Ownership beats a paycheck any day
This weekend I had my grandchildren over and we watched my favorite kids fantasy movie, “The Never Ending Story.” One of the characters has a line: “The people who have no hope are the easiest to control and he who controls them has the power.” Isn’t that like our country today?
Today most people work for wages paid by someone else. Only about 5 percent of the population would be considered business owners, entrepreneurs or capitalists – people with actual skin in the game.
Wake up people. Instead of becoming part of the 95 percent that have no hope, strive to become one of the 5 percent that holds all the power.
Never miss a local story.
Jim Van Meerten, Charlotte
My family’s story of white privilege
In response to “Own racial justice? Lose the guilt” (Aug. 16 Forum):
My grandfather was a cotton farmer in southeast Mecklenburg County who had accumulated almost 1,000 acres by the time he died in 1942. He was able to acquire that land only with the help of African-American sharecropper families. When my grandmother died in the early 60s, some of those families were still living on the farm in unpainted, weatherboard-sided shacks with rusting tin roofs.
My father, one of 12 children, inherited 40 acres of the farm, which my brothers and I sold ten years ago for a tidy sum. Not one nickel went to those sharecropper families.

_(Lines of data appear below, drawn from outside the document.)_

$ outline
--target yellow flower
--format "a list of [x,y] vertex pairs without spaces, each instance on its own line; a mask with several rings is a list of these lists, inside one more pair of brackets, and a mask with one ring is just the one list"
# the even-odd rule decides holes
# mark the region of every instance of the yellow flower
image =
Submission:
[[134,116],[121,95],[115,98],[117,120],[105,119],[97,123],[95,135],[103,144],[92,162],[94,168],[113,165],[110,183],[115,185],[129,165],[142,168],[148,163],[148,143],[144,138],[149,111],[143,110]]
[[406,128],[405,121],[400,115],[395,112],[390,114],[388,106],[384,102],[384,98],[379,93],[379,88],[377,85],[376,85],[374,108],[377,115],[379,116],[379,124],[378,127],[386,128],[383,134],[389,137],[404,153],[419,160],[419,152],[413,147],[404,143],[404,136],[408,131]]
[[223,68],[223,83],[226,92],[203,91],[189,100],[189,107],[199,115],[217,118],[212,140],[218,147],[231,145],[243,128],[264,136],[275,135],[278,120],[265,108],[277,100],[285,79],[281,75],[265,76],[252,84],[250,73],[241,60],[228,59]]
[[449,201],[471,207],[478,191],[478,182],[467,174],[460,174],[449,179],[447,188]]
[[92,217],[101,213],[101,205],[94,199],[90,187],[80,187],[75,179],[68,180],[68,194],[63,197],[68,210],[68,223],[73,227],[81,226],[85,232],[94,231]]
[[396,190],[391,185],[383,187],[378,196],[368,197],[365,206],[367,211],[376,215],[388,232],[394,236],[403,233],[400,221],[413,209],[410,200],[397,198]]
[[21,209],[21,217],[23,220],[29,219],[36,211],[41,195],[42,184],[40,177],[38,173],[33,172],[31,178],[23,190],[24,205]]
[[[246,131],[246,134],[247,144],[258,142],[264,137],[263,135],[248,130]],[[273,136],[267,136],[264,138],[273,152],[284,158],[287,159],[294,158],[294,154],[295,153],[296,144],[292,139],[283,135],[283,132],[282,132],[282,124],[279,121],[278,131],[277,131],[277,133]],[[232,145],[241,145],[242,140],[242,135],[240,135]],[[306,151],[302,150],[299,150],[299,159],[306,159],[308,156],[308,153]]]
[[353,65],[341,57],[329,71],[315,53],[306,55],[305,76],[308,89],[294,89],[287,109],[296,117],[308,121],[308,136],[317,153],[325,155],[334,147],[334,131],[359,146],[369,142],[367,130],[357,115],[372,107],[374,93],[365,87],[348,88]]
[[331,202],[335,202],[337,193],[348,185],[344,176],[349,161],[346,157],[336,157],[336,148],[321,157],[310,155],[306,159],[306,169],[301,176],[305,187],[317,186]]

Anyone who says white privilege doesn’t still exist doesn’t know what he’s talking about.
Tom Caldwell, Monroe
Trump’s apology rings hollow to me
In response to “Trump in Charlotte: I regret some remarks” (Aug. 19):
Mr. Trump, I am sure you regret saying things that caused others personal pain because it hurt your polls. The real question to be addressed is are YOU sorry for saying things that caused others personal pain?
This is the difference between a self-centered bully and a person with a conscience. I rather think you are the former.
Larry Vogt, Mooresville
Our environment is in deepening crisis
In response to “Popular Yellowstone River closes after thousands of fish die” (Aug. 20):
Our environment is under siege: Zika in Florida; floods in Louisiana; fires in California; parasites killing fish in Montana.
And clueless people have faith in Trump!
Constance Kolpitcke, Cornelius
Young Trump fan lucky he got tossed
Jake Anantha should be grateful to The Donald for throwing him out of the Trump rally. This experience seems to have been even more educational for him than a course of study at Trump University.
I am amazed that a young educated American of Indian origin would ever have considered voting for a person with the views that Mr. Trump has publicly expressed. And his “staunch Republican” parents may want to think about the fact that their party nominated this person to be their presidential candidate.
We live and learn.
Gautam Bose, Charlotte
Environmental end-run at UNC
In response to “Push for environmental policy causes unease at UNC” (Aug. 21):
The effort of Senate Republican leader Phil Berger to create a “Policy Collaboratory” on environmental issues at UNC is breathtaking. The purpose would be to issue recommendations more in line with his philosophy than past ones from UNC.
It would usurp the authority of the existing Institute for the Environment, staffed by accredited scientists, to influence the legislature. Sen. Berger has complained that UNC does not accede to his recommendations for university positions.
Why does he think he is qualified or entitled to say what the university should do?
Robert Cumming, Davidson
What happened to bipartisanship?
The United States used to be a country where Democrats and Republicans would work together and get things done. There is too much fighting today over every little issue, whether it be blocking a Supreme Court justice or free trade.
During World War II and the Great Depression, FDR and the Republicans worked together to help this country through trying times. I am sure today that we can work together and get this country running again.